I can't afford to pay the medical expenses that resulted from this crime. What compensation is available to me?
Victims of crime who suffer from physical injuries as a result of a crime may be eligible for state compensation to cover medical expenses, psychological counseling, partial loss of earnings, or funeral expenses. For assistance in filing your claim or to obtain a Criminal Injuries Compensation Form call the Commonwealth's Attorney's Victim/Witness office at 434-946-9347.
I am the victim in a criminal case. How do I find out who will be prosecuting my case?
If you would like to find out who will be prosecuting your case you may call the Amherst County Commonwealth's Attorney's Office (434-946-9316) and set up an appointment to talk about your case.
I feel that a crime has been committed. What should I do? Do I report the crime directly to the Commonwealth's Attorney's Office?

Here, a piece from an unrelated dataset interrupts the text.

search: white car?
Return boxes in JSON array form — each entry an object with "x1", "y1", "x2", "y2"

The appropriate law enforcement agency, not the Commonwealth's Attorney's Office, investigates crimes. If you need to report a crime in progress call 911 immediately. If you want to report a crime that has happened in the past, please call the police department or sheriff's office in your jurisdiction: Amherst County Sheriff's Office: 434-946-9300 Town of Amherst Police: 434-946-7885 Virginia State Police: 434-582-5116 It is the law enforcement agency's responsibility to investigate crime and issue any arrest warrants, if evidence suggests that a crime has been committed.

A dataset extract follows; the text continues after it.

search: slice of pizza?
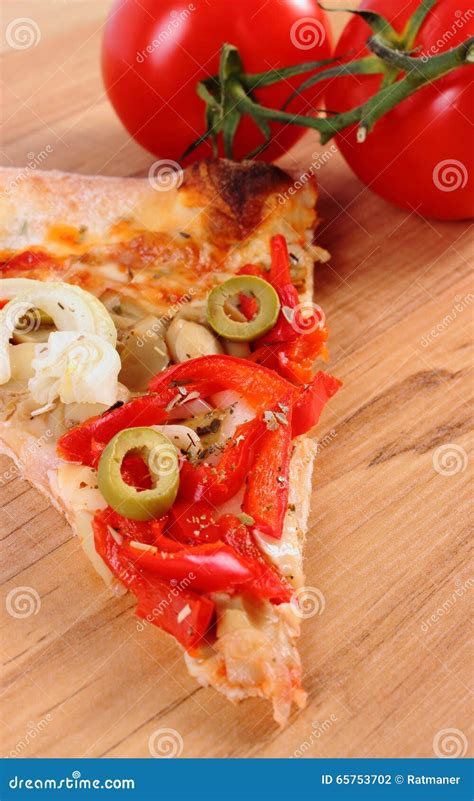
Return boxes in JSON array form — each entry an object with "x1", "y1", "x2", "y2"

Can I talk to Mrs. Maddox? I think she is the person working on my case since her name appears on my court documents.
Mrs. Maddox is the Amherst County Commonwealth's Attorney, so her name appears on most criminal court documents as well as any correspondence from our office, however, she may not be the person handling your case. Please call our office at 434-946-9316, if you would like to know the name of the prosecutor in charge of your case. If you still have questions or concerns, you may reach Mrs. Maddox at the number listed above.
I was the victim of a crime, will a prosecutor be assigned to my case?
Prosecutors are assigned to every felony case and for misdemeanors when the defendant is represented by an attorney. If you have further questions, please contact our office.